Area di crisi complessa Al pari della Cgil, che periodicamente ricorda la necessità di riconoscere la Conca come area di crisi complessa, il Pd di Terni nel documento scrive: «È ormai necessario mettere in campo una strategia di politica industriale per l’area ternana in coerenza con le scelte di politica economica del governo nazionale a sostegno degli investiment che preveda un lavoro comune dei diversi livelli istituzionali fatto da programmazione comunitaria (Fesr e Fse) e risorse nazionali, come la leva finanziaria straordinaria, ma serve anche uno strumento dedicato ed esclusivo per l’area ternana, per le caratteristiche strutturali del sistema industriale localizzato, livello di agglomerazione industriale che rappresenta un unicum in Umbria e nell’Italia centrale perché qui – evidenziano i democratici – il peso del manifatturiero vale il triplo della media nazionale e rappresenta il 60% del valore aggiunto».

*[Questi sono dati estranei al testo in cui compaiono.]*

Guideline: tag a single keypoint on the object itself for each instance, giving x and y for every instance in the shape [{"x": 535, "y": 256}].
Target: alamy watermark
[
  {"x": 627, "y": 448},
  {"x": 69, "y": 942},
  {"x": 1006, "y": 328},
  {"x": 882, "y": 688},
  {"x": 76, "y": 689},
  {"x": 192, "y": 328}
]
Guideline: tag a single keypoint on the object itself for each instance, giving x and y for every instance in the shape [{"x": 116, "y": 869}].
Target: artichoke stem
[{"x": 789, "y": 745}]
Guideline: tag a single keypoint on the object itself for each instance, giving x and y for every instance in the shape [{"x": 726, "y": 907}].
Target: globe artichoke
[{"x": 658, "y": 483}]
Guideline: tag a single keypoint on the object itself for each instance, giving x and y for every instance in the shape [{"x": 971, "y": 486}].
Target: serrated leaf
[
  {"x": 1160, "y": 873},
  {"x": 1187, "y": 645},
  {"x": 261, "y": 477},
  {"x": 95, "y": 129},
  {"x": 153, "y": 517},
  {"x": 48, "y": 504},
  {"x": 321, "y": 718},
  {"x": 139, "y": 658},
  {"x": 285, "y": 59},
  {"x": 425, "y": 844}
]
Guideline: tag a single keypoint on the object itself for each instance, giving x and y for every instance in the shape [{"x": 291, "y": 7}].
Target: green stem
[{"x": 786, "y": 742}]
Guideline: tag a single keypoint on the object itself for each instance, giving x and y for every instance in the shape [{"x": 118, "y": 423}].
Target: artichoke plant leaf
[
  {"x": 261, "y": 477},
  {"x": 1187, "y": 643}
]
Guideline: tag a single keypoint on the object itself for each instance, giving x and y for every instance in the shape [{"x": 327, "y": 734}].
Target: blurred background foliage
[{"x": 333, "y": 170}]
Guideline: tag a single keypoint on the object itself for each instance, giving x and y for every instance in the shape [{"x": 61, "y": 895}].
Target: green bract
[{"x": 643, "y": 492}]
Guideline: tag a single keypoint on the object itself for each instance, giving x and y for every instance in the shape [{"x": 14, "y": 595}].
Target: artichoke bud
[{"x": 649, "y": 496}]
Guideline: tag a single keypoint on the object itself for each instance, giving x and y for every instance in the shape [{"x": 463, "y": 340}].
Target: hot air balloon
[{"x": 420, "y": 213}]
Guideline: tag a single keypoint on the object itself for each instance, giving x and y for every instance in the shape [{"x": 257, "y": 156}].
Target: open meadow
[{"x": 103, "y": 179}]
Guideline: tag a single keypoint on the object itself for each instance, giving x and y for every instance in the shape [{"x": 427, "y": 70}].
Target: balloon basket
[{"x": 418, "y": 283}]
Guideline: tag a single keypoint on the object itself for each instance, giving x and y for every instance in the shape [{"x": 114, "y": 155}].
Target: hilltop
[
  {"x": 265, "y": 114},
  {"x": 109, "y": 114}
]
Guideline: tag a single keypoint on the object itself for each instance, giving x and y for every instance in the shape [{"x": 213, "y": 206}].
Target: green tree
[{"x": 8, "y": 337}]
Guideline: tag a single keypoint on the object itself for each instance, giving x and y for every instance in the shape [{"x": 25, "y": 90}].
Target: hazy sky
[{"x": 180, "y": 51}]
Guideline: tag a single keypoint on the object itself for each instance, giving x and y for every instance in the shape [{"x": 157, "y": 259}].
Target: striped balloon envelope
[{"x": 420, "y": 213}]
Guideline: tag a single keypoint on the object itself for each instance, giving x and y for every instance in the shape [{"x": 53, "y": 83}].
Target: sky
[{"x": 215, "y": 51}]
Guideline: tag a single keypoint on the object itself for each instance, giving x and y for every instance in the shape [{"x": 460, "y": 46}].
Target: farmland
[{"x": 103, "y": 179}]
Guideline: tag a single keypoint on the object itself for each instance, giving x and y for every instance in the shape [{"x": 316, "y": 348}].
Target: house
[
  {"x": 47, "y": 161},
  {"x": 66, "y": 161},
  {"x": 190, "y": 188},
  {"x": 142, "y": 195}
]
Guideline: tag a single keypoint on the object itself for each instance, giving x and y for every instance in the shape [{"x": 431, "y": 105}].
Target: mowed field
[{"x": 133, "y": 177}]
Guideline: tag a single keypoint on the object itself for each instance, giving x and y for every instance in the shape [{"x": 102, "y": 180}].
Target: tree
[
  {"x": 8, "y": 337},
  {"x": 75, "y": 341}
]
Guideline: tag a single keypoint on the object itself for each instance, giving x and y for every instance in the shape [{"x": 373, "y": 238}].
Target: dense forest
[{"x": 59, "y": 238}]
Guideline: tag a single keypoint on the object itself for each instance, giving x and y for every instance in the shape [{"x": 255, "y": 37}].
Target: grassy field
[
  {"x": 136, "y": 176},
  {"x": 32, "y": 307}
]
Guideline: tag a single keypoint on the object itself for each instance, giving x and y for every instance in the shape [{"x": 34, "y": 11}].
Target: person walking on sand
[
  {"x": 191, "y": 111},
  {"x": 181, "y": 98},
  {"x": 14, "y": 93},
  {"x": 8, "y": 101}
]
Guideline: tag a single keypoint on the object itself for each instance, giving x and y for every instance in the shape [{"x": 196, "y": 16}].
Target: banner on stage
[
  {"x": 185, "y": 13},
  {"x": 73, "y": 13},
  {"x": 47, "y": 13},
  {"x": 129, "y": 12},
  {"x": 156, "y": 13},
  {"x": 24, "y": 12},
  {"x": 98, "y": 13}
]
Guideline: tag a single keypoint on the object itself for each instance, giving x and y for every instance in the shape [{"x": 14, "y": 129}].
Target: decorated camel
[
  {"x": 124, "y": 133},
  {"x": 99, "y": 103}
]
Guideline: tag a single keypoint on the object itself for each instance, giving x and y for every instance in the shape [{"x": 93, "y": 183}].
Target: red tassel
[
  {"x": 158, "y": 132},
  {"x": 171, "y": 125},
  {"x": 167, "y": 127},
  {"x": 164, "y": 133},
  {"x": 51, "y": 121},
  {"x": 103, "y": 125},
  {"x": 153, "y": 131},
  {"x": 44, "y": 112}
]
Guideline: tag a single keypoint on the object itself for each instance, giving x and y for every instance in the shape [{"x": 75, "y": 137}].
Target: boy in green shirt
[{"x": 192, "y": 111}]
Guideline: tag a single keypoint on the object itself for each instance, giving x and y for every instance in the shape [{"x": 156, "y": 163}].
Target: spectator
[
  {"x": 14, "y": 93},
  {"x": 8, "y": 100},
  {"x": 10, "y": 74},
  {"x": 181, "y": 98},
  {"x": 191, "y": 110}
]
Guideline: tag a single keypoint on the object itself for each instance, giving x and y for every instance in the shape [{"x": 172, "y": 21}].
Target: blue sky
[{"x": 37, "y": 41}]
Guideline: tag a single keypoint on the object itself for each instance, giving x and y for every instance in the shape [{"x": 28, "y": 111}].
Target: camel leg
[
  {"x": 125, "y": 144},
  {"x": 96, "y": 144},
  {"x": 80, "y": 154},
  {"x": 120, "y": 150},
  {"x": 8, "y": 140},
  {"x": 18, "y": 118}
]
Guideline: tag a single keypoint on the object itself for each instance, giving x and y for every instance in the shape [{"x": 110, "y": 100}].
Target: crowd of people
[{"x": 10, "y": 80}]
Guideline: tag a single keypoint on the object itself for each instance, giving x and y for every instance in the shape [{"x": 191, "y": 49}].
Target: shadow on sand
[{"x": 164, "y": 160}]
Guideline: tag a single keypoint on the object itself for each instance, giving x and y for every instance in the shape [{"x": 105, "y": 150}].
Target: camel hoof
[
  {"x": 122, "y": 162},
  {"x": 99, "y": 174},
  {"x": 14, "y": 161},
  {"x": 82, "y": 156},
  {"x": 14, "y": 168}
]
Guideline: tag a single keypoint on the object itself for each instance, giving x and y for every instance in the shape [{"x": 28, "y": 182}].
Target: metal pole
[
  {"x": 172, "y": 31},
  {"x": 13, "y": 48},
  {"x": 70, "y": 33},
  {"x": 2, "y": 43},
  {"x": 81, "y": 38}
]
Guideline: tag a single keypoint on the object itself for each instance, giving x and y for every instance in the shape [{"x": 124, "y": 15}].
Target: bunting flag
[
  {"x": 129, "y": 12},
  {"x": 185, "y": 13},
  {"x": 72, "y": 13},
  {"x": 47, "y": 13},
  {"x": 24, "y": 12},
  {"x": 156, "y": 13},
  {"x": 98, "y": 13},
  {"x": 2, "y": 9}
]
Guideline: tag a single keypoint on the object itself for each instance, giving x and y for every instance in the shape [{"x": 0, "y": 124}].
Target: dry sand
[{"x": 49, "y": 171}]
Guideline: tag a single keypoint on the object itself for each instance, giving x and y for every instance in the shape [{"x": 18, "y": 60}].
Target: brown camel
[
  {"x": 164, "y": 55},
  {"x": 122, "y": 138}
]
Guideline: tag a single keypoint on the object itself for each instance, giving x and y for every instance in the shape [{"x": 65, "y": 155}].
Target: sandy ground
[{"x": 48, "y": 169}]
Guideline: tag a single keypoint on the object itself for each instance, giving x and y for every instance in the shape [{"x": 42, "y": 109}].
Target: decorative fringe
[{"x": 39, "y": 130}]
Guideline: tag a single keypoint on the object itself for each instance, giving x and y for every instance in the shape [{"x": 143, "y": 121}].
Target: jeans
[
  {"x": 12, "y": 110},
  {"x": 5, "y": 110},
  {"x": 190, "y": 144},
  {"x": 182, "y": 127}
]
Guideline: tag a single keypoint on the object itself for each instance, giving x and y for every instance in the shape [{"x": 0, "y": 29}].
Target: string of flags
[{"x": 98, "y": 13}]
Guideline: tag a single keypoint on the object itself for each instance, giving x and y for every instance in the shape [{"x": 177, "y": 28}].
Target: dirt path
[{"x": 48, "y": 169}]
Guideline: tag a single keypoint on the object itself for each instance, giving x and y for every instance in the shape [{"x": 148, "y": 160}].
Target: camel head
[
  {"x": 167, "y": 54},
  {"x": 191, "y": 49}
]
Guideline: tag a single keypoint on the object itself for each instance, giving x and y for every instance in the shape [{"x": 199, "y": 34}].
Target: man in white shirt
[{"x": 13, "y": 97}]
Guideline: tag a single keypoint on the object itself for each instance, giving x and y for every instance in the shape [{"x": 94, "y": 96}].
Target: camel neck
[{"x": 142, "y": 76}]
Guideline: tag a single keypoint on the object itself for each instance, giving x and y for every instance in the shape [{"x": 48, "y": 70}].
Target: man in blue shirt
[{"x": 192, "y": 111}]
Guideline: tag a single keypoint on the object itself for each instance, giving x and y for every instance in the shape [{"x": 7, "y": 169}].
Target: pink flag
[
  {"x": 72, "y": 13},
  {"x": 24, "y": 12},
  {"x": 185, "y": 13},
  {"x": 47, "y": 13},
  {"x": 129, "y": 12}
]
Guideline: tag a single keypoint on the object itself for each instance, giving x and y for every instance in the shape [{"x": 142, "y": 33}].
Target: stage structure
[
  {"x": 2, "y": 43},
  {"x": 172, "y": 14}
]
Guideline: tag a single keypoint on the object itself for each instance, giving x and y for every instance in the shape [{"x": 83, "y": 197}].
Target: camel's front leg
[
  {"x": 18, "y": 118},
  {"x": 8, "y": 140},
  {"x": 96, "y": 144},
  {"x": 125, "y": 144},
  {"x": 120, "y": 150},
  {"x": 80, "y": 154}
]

Pd di Terni in pressing su Regione Nel documento diffuso nel pomeriggio di martedì vengono invocati anche «strumenti pubblici a sostegno dello sviluppo per un’area dove oltre il 90% delle imprese è legato alle produzioni di base, cioè chimica e siderurgia ma anche alcune eccellenze metallurgiche. In questo senso – è la richiesta chiara – l’attivazione di strumenti pubblici a sostegno dello sviluppo con un effetto leva consente la moltiplicazione degli investimenti e lo strumento ideale resta la dichiarazione di area di crisi industriale complessa». Un obiettivo su cui si era trovata convergenza in consiglio comunale congiunto Terni-Narni, anche se poi al traguardo non si è mai arrivati e per questo il Pd della provincia di Terni torna a sollecitare le istituzioni locali «affinché si concretizzino tutte le procedure necessarie al riconoscimento di area di crisi complessa e si costruisca il necessario progetto di visione e di prospettiva per fare dell’area ternana un laboratorio nazionale orientato alla crescita e allo sviluppo».